Facing the prospect of another humiliating defeat in the Commons on Tuesday, May sought to break the deadlock with a package of measures to convince her DUP partners and Brexiteer backbenchers to pass her plans.

Speaking at a press conference at midnight Strasbourg time, May admitted her previous deal “was not strong enough”.

“Today we have secured legal changes. Now is the time to come together to back this improved Brexit deal and deliver on the instruction of the British people,” she said.

But Juncker had a stark warning that the EU would not shift its position any further if May lost the crunch vote.

“In politics sometimes you get a second chance.

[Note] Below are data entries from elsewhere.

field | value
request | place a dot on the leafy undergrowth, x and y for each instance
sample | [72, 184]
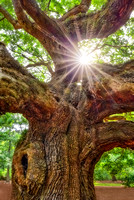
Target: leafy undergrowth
[98, 183]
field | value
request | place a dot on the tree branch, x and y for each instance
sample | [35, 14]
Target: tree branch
[21, 92]
[47, 64]
[81, 8]
[47, 24]
[111, 92]
[102, 23]
[6, 15]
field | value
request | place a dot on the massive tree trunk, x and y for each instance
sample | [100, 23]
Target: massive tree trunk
[67, 136]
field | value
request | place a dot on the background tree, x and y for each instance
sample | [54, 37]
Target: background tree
[11, 128]
[116, 164]
[66, 135]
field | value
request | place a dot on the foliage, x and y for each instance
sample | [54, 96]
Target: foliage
[119, 163]
[11, 127]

It’s important what you do with that second chance, because there will be no third chance,” he said.

Attorney General Geoffrey Cox is set to present his updated legal analysis of the new measures to MPs, just hours before the crunch parliamentary vote.

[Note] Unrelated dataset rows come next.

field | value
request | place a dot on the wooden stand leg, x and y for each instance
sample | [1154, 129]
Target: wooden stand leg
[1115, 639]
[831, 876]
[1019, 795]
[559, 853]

Central to the package was a fresh legal document to prevent the UK from being indefinitely linked to EU trade rules under the Northern Ireland ‘backstop’, an insurance policy aimed at preventing a return to a hard border with Ireland post-Brexit.

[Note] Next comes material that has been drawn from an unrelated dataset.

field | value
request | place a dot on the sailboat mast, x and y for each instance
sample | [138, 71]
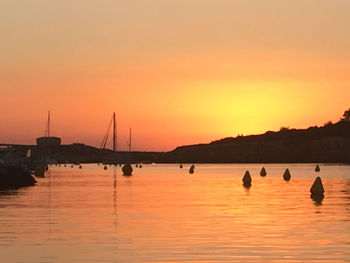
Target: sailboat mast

A ‘joint interpretive instrument’, plus tougher arbitration between London and Brussels on any future disputes, was agreed by both sides, May’s de facto deputy David Lidington told MPs.

The newest part of the plan was a ‘unilateral’ UK statement that would be made in the event that it wanted an exit from the backstop.

Lidington stressed that talks were still ongoing, but he announced that the PM and Brexit Secretary Steve Barclay “have secured legally binding changes that strengthen and improve” her Brexit deal.

Lidington announced that if the UK was not happy with the way the EU behaved it could “suspend” the backstop, a new form of words that could sway some Tory MPs. 

The 80-strong European Research Group (ERG) of backbench Conservative Brexiteers announced it would wait for its own team of lawyers to assess the plans before deciding whether to finally swing behind May and pass her deal.

ERG deputy chairman Steve Baker said the announcement appeared to fall “very short” of what was expected.

“Even by the government’s own standards this falls very far short of what [it] whipped us to vote for,” he told BBC Radio 4′s The World Tonight.

“It’s not for the first time that David [Lidington] has had to put a good gloss on something that falls short of what was expected.”

The DUP’s Westminster leader Nigel Dodds demanded to know when the ‘extremely important’ issue of a unilateral UK statement would be concluded. Lidington said he hoped the detail would  be concluded overnight at the latest.

The party said it would study the new documents carefully before coming to a judgment.

“We note the Prime Minister’s latest statement and update on our EU exit negotiations,” said a party spokesman.

May’s previous plans were defeated by a record 230 votes in January, forcing her to seek fresh compromises from Brussels.

If she loses the vote on Tuesday, MPs will be allowed to vote on the prospect of a no-deal exit on Wednesday.

If that is in turn defeated, the Commons will vote on Thursday on whether to delay Brexit itself beyond the March 29 date scheduled so far.

Brussels diplomats believed they had struck a deal with May at the weekend but scepticism from Cox appeared to kill her plans to travel to Brussels on Sunday.

Former Tory leader Iain Duncan Smith told the BBC earlier that “there needs to be time to look at the legalities of this”.

Several Tory MPs suggested the Prime Minister postpones tomorrow’s vote by 24 hours to give the Commons more time to examine the changes to the Withdrawal Agreement.

Charlie Elphicke (Deal and Dover) said: “If it’s such a great deal, why the rush? Why bounce the House into a vote tomorrow?

“If it’s such a good deal why do we not take a few days to cogitate, reflect, look at the deal then come to the House and have the vote when we’ve gone across the detail and we have had that chance for full and frank consideration?”